Did you ever had one of those moments when someone said something to you and the whole world changed?
I feel like that is happening with astonishing regularity on my lessons these days. Today during my lesson I was having trouble holding a back inside edge, and told Ari that I felt like I couldn’t get the weight over my inside edge. He said, “That’s because it doesn’t go there, it goes over the other leg (that isn’t on the ice).” As it turns out, I have been struggling to place my center of gravity over the skating foot, when in reality it should feel as though it is over the free side.
The rule of thumb is that if you imagine both sides of your body as defining the lobe (imagine being on two feet and creating parallel circles), the weight should fall over the side that is creating the inside circle. This is true regardless of whether that is the foot that is actually on the ice.

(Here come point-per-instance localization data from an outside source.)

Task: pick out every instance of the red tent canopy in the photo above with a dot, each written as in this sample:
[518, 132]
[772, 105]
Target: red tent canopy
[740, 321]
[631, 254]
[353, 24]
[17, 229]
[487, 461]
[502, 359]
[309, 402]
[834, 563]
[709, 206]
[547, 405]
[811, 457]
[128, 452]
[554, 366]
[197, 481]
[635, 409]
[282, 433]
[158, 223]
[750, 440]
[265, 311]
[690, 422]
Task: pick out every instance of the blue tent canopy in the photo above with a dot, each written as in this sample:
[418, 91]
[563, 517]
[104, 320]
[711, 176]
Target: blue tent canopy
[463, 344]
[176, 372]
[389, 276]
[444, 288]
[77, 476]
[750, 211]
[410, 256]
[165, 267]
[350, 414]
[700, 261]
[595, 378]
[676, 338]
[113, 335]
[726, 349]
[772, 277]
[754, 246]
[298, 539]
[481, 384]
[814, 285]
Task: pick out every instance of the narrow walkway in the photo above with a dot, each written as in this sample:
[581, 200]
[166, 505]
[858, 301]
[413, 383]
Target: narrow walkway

So on forward and backward outside edges–say, on the takeoff and landings of certain jumps like axels and lutzes–this seems pretty straightforward because you keep the weight over and lean into the skating edge. But what I wasn’t getting was the idea of having that weight and lean over the free side while on the inside edge. So when I was doing back inside edges out of 3-turns, for instance, I kept shifting my weight so that my center of gravity moved out of the circle, when in reality all I needed to do was keep the weight inside. This is consistent with back crossovers, progressives or chassés; you don’t keep shifting back and forth between the two sides as you change feet. But somehow this I didn’t get the memo about other inside edges; I kept trying to force my weight over my skating side.

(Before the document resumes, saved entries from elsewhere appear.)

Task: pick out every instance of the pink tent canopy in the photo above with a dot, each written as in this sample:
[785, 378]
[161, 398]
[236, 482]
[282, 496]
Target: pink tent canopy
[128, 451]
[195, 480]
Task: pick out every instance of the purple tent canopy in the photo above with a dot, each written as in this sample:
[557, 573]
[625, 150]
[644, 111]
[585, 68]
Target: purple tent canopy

What a difference this makes on that left forward inside edge onto the kilian choctaw! I am no longer fighting the edge. And since I’m putting my weight over the right side, I know exactly where that right foot will be for the edge out of the choctaw. You can even see this setup in this charming picture of frogs doing the kilian (you see, I’m not the only one with a whimsical skating imagination, I’m just not able to draw the things I see).
Of course, Ari reminded me that he’s told me this before, probably multiple times. But I seem to have a weird form of skating amnesia, or the skating equivalent of that movie, Groundhog Day. He has to keep telling me the same things over and over. In order to make it one of my mantras, I’ve been trying to think of a pithy way to phrase this concept. What it feels like, really, is that I’m now skating with both halves of my body, rather than with one at a time: kind of like two-footing everything, only with only one foot on the ice. So maybe “skate with both halves?” “Skate on two feet but pick up one of them?”
The phrasing eludes me. So I’ll end with a list of things from my lesson today in preparation for another Groundhog Day tomorrow. In addition to more three turns, we worked on some step combinations; here’s a list :
- inside mohawk, back outside, step forward on outside. . . oops, I forgot the rest of that one (see what I mean about amnesia?)
- alternating inside three, outside back three (on the left side I need to work on allow the skating side to come around and free side to open–turn out that free foot, Jo).
- inside mohawk, push back, outside back three, repeat on other side. Need more speed.
- there was a variation on one of these that involved a back inside three after the inside mohawk, followed by a progressive??? Oh dear. Maybe it will come back to me when I’m on the ice again.
In the meantime, Ari keeps saying:
If you don’t skate with speed, what’s the point?